Salut les gens ! Désolée de n'avoir pas publié ce week-end, j'ai été un peu débordée. Il y a aussi des chances pour que je n'ai pas le temps de publier ce prochain week-end, auquel cas je publierai en début de semaine prochaine.

Au niveau du résumé de la précédente fiction, je reviens simplement sur Xavier Foster, puisqu'il va prendre de l'importance. Il s'agit d'un membre de l'Iléveune dont le genre de prédilection est la Science-Fiction. Il a quelques scandales officiels à son actif, comme le fait de "débaucher" les étudiantes de Jude Sharp, et quelques scandales officieux, comme le fait de draguer lourdement Mark et de se battre avec Axel à ce sujet.

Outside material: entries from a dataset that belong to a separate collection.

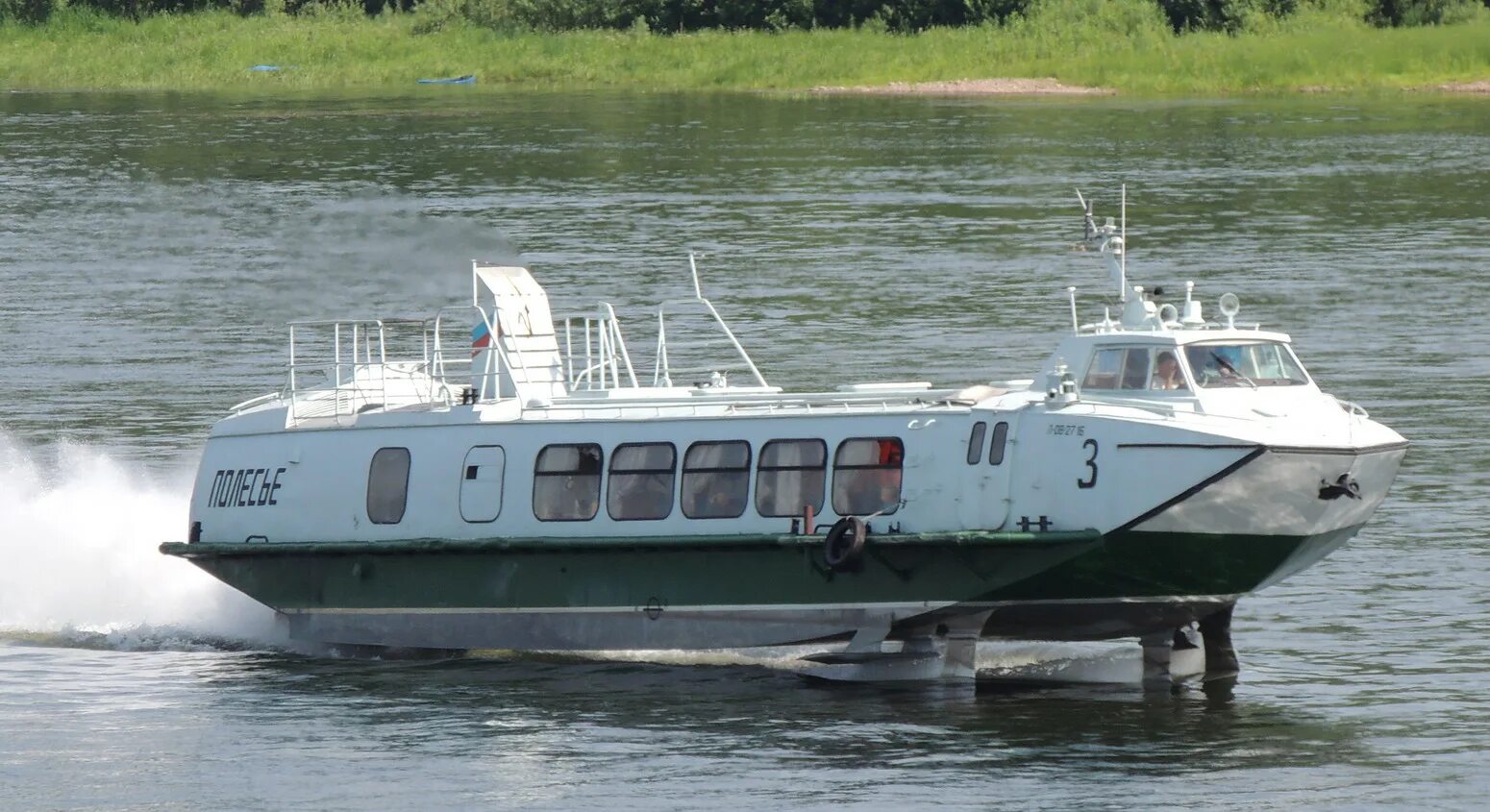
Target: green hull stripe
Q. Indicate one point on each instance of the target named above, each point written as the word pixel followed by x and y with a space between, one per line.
pixel 963 538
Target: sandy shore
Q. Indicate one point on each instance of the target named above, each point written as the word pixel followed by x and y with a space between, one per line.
pixel 970 86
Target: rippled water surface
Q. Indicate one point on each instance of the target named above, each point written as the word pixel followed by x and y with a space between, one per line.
pixel 152 246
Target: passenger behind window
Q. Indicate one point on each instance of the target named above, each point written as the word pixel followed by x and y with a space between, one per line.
pixel 641 481
pixel 715 480
pixel 790 477
pixel 1167 373
pixel 867 476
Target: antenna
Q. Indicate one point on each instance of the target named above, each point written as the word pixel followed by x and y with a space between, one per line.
pixel 698 292
pixel 1122 234
pixel 1089 222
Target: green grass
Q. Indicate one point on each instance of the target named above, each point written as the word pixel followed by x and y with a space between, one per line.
pixel 1140 57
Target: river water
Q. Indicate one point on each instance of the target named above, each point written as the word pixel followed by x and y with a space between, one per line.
pixel 152 246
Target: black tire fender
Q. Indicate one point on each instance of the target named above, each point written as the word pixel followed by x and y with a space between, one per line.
pixel 845 543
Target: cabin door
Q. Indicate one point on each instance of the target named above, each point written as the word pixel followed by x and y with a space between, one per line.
pixel 482 483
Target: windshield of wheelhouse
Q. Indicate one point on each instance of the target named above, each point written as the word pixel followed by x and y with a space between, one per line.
pixel 1248 364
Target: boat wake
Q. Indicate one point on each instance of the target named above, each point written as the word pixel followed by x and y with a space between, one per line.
pixel 78 541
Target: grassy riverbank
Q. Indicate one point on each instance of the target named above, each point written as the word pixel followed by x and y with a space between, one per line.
pixel 1132 56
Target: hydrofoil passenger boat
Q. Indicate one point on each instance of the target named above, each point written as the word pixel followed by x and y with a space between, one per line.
pixel 516 484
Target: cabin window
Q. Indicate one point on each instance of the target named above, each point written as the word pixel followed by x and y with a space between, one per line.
pixel 641 480
pixel 975 443
pixel 1167 373
pixel 1118 368
pixel 866 476
pixel 482 483
pixel 715 480
pixel 996 452
pixel 566 483
pixel 387 486
pixel 1245 364
pixel 790 477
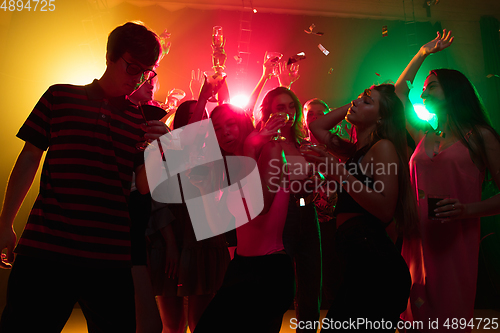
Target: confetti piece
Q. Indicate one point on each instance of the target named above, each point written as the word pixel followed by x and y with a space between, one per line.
pixel 419 302
pixel 296 58
pixel 310 31
pixel 165 45
pixel 322 48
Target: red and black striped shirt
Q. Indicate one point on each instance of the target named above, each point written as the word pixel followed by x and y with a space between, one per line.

Je rappelle au passage que je ne connais rien au domaine de la justice que ce que j'ai pu rencontrer dans les livres, films et séries. Donc rien n'est à prendre au pied de la lettre dans ce que j'écris.

Sur ce, bonne lecture !


Bibliothèque de quartier, Banlieue Sud

Milieu d'aprèm'

Il entend une voix féminine inspirer puissamment, et puis soupirer tout aussi bruyamment, visiblement ébahie. Caleb ne lève pas les yeux de son livre baroque, parce que tout le monde a le droit d'entrer dans la bibliothèque, et qu'il n'y a pas assez de monde pour qu'il ressente le besoin de s'y intéresser. Pourtant, les bruits de pas sur le parquet se dirigent vers lui, et il se doute qu'il va devoir lâcher son chapitre. Ces bruits s'arrêtent à sa table, et tirent la chaise pour s'asseoir, devant Caleb. Le jeune homme, à son tour, soupire, et accepte de retourner son livre pour bloquer la page.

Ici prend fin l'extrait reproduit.